Is the AI stock boom a dot-com-style bubble? David Rosenberg, Jeremy Siegel, and 5 other experts weigh in.
- Experts including David Rosenberg and analysts from Wall Street banks including Bank of America have compared the AI stock boom to the dot-com bubble that burst in 2000.
- At the same time, Wharton's Jeremy Siegel and Wedbush Securities' Dan Ives don't think that will be the case.
The stunning rally in artificial intelligence-related stocks this year surprised even equity bulls, but its breakneck speed and the investor frenzy around AI are inviting some unflattering comparisons to the late-1990s dot-com bubble.

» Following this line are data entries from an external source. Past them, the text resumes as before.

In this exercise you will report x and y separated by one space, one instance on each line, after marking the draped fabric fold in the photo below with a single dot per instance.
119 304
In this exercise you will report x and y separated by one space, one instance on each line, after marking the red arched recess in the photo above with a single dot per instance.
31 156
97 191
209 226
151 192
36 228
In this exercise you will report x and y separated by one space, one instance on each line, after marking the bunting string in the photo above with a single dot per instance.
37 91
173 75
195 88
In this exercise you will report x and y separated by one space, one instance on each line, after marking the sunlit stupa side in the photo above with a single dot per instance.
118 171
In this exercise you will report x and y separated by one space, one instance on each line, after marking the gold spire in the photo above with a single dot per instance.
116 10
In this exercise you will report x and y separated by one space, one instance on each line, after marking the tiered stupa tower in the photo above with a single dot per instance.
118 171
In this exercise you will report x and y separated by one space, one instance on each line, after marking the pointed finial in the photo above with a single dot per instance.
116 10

Market pundits including veteran economist David Rosenberg and experts from Wall Street names such as Bank of America, UBS and TAM Asset Management have likened the surge in AI tech shares to the boom in internet-related stocks toward the end of the 20th century - which eventually ended with the market crash of 2000.
The tech-heavy Nasdaq 100 index has jumped 39% so far this year, fueled mainly by massive rallies in AI-related stocks such as Nvidia, Alphabet and Microsoft. Nvidia surged a stunning 192%, prompting some commentary suggesting the stock may be overvalued.

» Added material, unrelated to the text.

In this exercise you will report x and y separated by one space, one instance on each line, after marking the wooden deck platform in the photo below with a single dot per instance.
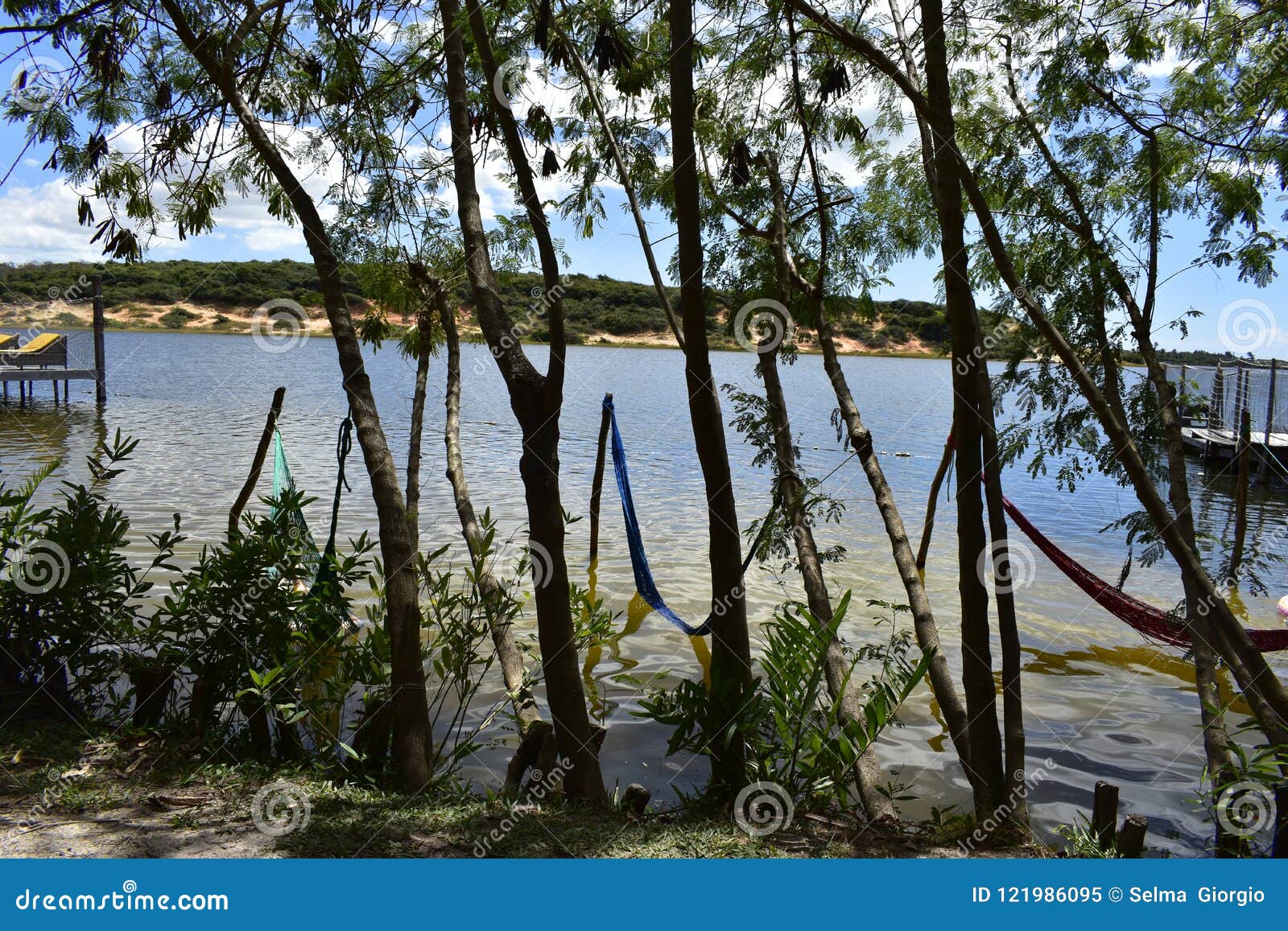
1211 439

But not everyone thinks the AI stock boom has run too far. Wharton professor Jeremy Siegel has said he doesn't see the hype around the sector as a bubble and Tradier CEO Dan Raju told Insider that "the talk around an AI bust is unfounded at this stage."
Here's a selection of the latest expert views on the surge in artificial intelligence-related shares.

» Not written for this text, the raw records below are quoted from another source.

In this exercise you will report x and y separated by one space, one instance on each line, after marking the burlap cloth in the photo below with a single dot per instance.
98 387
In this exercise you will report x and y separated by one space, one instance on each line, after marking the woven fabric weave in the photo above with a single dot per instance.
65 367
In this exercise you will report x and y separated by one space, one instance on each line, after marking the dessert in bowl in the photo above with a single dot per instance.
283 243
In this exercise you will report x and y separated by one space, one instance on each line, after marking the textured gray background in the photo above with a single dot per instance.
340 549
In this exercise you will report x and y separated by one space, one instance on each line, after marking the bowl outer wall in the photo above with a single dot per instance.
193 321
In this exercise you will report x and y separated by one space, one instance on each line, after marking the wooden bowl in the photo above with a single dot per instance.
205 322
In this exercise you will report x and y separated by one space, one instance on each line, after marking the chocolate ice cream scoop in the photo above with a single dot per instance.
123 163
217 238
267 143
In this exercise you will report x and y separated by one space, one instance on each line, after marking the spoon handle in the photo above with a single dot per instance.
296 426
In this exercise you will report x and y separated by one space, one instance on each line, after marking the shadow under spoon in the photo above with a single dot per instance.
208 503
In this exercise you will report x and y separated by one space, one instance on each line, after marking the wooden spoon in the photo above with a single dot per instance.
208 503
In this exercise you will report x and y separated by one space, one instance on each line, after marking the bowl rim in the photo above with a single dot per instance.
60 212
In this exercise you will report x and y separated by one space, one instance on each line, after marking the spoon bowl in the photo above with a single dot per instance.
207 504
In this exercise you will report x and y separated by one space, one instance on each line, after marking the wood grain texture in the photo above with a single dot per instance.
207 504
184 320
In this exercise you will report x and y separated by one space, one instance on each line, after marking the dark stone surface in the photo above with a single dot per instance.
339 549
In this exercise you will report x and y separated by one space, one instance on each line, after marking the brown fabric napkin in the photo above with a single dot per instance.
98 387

Michael Hartnett, Bank of America
Michael Hartnett, BofA Global Research's CIO, said AI is in a "baby bubble" for now and noted that "AI = internet."
Asset bubbles, whether they're in the "right things" such as the internet or the "wrong things" like housing, are always started by easy money and are ended by the Federal Reserve's interest-rate hikes, he said.
James Penny, TAM Asset Management
James Penny, the firm's CIO, said "companies that even mention the word AI in their earnings are seeing boosts to their share price" and that "smells very much like the dot-com era."
"I think the market has got a little bit over its skis. I'd put much larger odds on it coming down from here," he told Bloomberg.
Art Cashin, UBS
"I think AI is going to be a new mini-version of the dot-com," UBS's Art Cashin told CNBC. "Everything you hear, it's going to have an AI inflection, everything from new drugs and medicine, to predictive natures of all types. This is going to be interesting."
David Rosenberg, Rosenberg Research
"This type of corporate behavior is not too different from what took place in the dot-com bubble, with company after company satisfying investors' appetite for news on how it plans to incorporate the internet into its business — or boosting stocks just because they added '.com' to the name," veteran economist David Rosenberg wrote.
Dan Ives, Wedbush Securities
Wedbush's Dan Ives strongly disagrees that tech stocks are on the verge of a dot-com-like asset bubble or collapse given their valuations. He thinks the sector is set for a"1995 moment" similar to the boom that followed the advent of the internet.
"With massive cost cutting across the tech sector the last 9 months, stable enterprise spending, and a resilient consumer, we believe the stage is set for a '1995 moment' as AI is the most transformational technology we have seen since the Internet started to take shape," he wrote.
Jeremy Siegel, Wharton finance professor
The retired Wharton finance professor doesn't see the AI hype as a bubble, either. During the dot-com era, there were "tremendous valuations from companies that had no earnings," he said.
Dan Raju, Tradier CEO
Dan Raju, the fintech and brokerage firm's CEO, said it's wrong to look at the adoption of AI as similar to the dot-com bubble.
"In 1999, company valuations and crazy P/E ratios were based on completely unproven theories of immediate realizations around the internet by companies that never materialized," he wrote in emailed comments to Insider.
By contrast, "in 2023, we are seeing the realizations of AI benefits "right-here, right-now" by companies. The adoption curve is still at its inception, but the P/E ratio of companies are still in the sphere of reason."